In 1972, he appeared as a guest on I've Got a Secret while working as a production assistant on the show. Bond retired from television in 1991. In his latter years he lived in the Fresno and Madera Ranchos area, and served as a spokesman for a number of Our Gang-related materials. Bond published his autobiography, Darn Right It's Butch: Memories of Our Gang/The Little Rascals, with the help of Fresno teacher, film historian and co-author Ron Genini, in 1994. Tommy's son, Thomas R. Bond II "Butch, Jr.", who is a film and television producer, worked with his father in their family production company, Biograph Company. The senior Bond also hosted The Rascals, a documentary on the life and times of the Little Rascals.
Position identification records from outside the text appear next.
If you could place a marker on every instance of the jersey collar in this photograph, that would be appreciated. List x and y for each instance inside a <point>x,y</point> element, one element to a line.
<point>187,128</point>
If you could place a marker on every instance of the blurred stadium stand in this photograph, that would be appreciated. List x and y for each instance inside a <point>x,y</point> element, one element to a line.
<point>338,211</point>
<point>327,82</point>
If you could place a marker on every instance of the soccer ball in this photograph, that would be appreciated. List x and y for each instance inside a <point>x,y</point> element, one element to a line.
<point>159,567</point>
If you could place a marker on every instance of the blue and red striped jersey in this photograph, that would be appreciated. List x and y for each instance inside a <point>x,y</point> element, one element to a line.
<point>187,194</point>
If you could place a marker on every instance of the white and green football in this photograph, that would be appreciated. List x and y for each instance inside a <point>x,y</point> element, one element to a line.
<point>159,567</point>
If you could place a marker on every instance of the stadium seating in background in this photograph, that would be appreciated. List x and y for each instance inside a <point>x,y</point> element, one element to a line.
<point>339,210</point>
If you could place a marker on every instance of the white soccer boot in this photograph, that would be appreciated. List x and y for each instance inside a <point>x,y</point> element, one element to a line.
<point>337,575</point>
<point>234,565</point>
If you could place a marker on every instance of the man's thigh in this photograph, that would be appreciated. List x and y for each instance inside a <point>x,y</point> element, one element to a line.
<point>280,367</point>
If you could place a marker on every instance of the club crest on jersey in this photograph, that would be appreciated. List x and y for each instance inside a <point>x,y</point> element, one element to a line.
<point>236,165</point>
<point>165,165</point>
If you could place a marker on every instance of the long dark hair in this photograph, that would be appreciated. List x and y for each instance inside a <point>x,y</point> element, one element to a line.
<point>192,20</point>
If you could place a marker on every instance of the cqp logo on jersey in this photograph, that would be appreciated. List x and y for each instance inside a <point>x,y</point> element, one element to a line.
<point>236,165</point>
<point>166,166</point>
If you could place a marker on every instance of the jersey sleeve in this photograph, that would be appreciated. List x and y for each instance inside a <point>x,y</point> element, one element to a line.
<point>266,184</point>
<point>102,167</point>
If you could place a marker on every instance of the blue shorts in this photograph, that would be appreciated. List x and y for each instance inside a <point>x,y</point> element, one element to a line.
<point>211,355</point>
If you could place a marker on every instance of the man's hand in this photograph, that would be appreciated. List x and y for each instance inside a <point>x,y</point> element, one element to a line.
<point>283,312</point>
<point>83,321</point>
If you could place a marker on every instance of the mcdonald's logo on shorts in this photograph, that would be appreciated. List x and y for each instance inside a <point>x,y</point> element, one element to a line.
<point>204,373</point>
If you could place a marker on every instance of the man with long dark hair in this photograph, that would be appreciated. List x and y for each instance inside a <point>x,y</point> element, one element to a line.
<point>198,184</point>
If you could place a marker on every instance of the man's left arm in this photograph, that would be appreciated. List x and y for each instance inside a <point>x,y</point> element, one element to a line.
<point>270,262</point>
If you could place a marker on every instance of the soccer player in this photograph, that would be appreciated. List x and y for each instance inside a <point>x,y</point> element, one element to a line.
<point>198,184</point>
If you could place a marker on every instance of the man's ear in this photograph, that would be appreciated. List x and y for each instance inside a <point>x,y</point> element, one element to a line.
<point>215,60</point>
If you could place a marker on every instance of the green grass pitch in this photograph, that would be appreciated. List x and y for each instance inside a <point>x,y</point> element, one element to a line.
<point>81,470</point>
Throughout his lifetime, Bond appeared in 73 films, was a charter member of the Screen Actors Guild, joining in 1937, and worked with many Hollywood stars in the years of 1933 to 1951, including James Stewart, Eleanor Powell, Ray Bolger, Frank Morgan, and Eddie Cantor among many others.

==Death==
Bond died on September 24, 2005, at age 79 due to complications from heart disease in Northridge, California. He was survived by his wife, son, and grandson. He is buried at U.S. Veterans Riverside National Cemetery in Riverside, California.

==Filmography==

| Year | Title | Role | Notes |
| 1934 | Kid Millions | Little Boy In Ice Cream Number | Uncredited |
| 1935 | The Marriage Bargain | Jimmy Sparks |  |
| 1935 | The Calling of Dan Matthews | Tommy | Uncredited |
| 1936 | Next Time We Love | Pesky Kid | Uncredited |
| 1936 | The Return of Jimmy Valentine | Listener | Uncredited |
| 1936 | I Love to Singa | Owl Jolson | Uncredited |
| 1936 | Silly Billies | Student | Uncredited |
| 1936 | Counterfeit | Dicky | Uncredited |
| 1936 | Libeled Lady | Waif | Uncredited |
| 1937 | Champagne Waltz | Otto, Singing Student | Uncredited |
| 1937 | Married Before Breakfast | Baglipp's Kid | Uncredited |
| 1937 | Hideaway | Oscar Peterson |  |
| 1937 | Rosalie | Mickey the Mascot | Uncredited |
| 1938 | City Streets | Tommy Francis Devlin |  |
| 1938 | Block-Heads | Neighbor's Son | Uncredited |
| 1939 | Five Little Peppers and How They Grew | Joey Pepper |  |
| 1940 | Five Little Peppers at Home |  |
| 1940 | Out West with the Peppers |  |
| 1940 | Five Little Peppers in Trouble |  |
| 1940 | A Little Bit of Heaven | Jerry |  |
| 1941 | Adventure in Washington | "Peewee" Haynes |  |
| 1941 | New York Town | Willie | Uncredited |
| 1943 | This Land Is Mine | Pug-Nosed School Bully | Uncredited |
| 1944 | Man from Frisco | Russ Kennedy |  |
| 1945 | Twice Blessed | Horace |  |
| 1945 | The Beautiful Cheat | Jimmy |  |
| 1947 | Gas House Kids Go West | Chimp |  |
| 1947 | Gas House Kids in Hollywood |  |
| 1948 | Big Town Scandal | Waldo "Dum Dum" Riggs |  |
| 1948 | Superman | Jimmy Olsen | Serial |
| 1949 | The Lucky Stiff | Newsboy | Uncredited |
| 1949 | Any Number Can Play | Mike | Uncredited |
| 1949 | Intruder in the Dust | Minor Role | Uncredited |
| 1949 | Tokyo Joe | Fingerprint Sergeant | Uncredited |
| 1949 | Battleground | Runner | Uncredited |
| 1950 | Atom Man vs. Superman | Jimmy Olsen | Serial |
| 1950 | Hot Rod | Jack Blodgett |  |
| 1951 | Call Me Mister | Little Soldier | Uncredited |
| 1951 | Bedtime for Bonzo | Student Reading Newspaper | Uncredited |
| 1971 | The Love Machine | Stagehand | Uncredited |
| 1972 | I've Got a Secret | Himself |  |
| 2004 | Bob's Night Out | Crazy Neighbor | (final film role) |

==Books==
- Bond, Tommy, w. Genini, Ron (1994). Darn Right It's Butch: Memories of Our Gang/The Little Rascals. Delaware: Morgan Press. ISBN 0-9630976-5-2.